LAWS(MAD)-1893-9-9

TAMANAPALLI VENKATALINGAM Vs. YERRA VEERASWAMI

Decided On September 13, 1893
Tamanapalli Venkatalingam Appellant
V/S
Yerra Veeraswami Respondents

JUDGEMENT

(1.) The facts of the case as found by the courts below are shortly these: Appellant purchased the land in dispute at the court sale held in execution of the decree in Original Suit No. 654 of 1873 on the file of the District Munsif of Narasapur. The property was put up to sale and knocked down to appellant as the highest bidder on the 20th June 1878. it was however on the 31st March 1879 that the sale was confirmed. The sale certificate bears that date whilst this suit was brought on 1st April 1891. The question for determination is whether the courts below are right in holding that the suit was barred by Article 138 of the second schedule of the Act of Limitations. For appellant plaintiff it is urged first that there is no evidence to show that the judgment-debtor was in possession of the property in dispute at the date of the court sale and that even if that Article applied the sale referred to in the third column is not the actual sale but the sale which has been confirmed and become absolute.
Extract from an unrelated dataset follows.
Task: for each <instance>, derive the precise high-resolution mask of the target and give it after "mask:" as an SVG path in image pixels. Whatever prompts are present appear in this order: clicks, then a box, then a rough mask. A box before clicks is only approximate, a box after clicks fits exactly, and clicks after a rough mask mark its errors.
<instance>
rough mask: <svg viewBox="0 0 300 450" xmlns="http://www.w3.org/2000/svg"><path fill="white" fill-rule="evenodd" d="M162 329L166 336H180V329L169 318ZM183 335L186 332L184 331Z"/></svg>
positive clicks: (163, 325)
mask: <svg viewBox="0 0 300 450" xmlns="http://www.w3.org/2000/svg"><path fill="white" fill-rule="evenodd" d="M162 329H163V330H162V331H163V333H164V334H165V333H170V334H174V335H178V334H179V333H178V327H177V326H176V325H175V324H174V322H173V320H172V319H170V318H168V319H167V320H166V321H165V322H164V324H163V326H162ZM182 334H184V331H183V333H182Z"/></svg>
(2.) Article 137 premises an execution sale at the time when the judgment-debtor is out of possession and Article 138 presupposes a case in which the judgment-debtor is in possession of the property sold. According to the former the time from which the period begins to run is when the judgment-debtor becomes first entitled to possession and according to the latter time runs from the date of the sale. Referring to appellant's contention that defendants were out of possession for four years after the sale the Subordinate Judge observes that the plaint did not state so and that the allegation in the memorandum of appeal was an after-thought The first issue fixed in this case was whether the suit was barred and it was thus open to appellant to have proved that the judgment debtor had been out of possession for four years after the sale, but he tendered no evidence on the point. The onus of proof was on appellant and we cannot say that the Subordinate Judge was in error in considering his allegation as untrustworthy especially when the plaintiff himself stated before the District Munsif that he asked the defendants to quit the land in dispute until four or five years after taking the certificate and not subsequently.

(3.) The next question is whether assuming that Article 138 is applicable to this suit the claim is barred. If the word sale in the third column of that Article means actual sale the claim is clearly barred; but if it means the sale which is confirmed the suit is in time. In its plain ordinary meaning the word sale means the auction sale itself and it is used in Article 166 in that sense. Article 12 which refers to a sale that is confirmed indicates also that the legislature intentionally used the word without any qualification.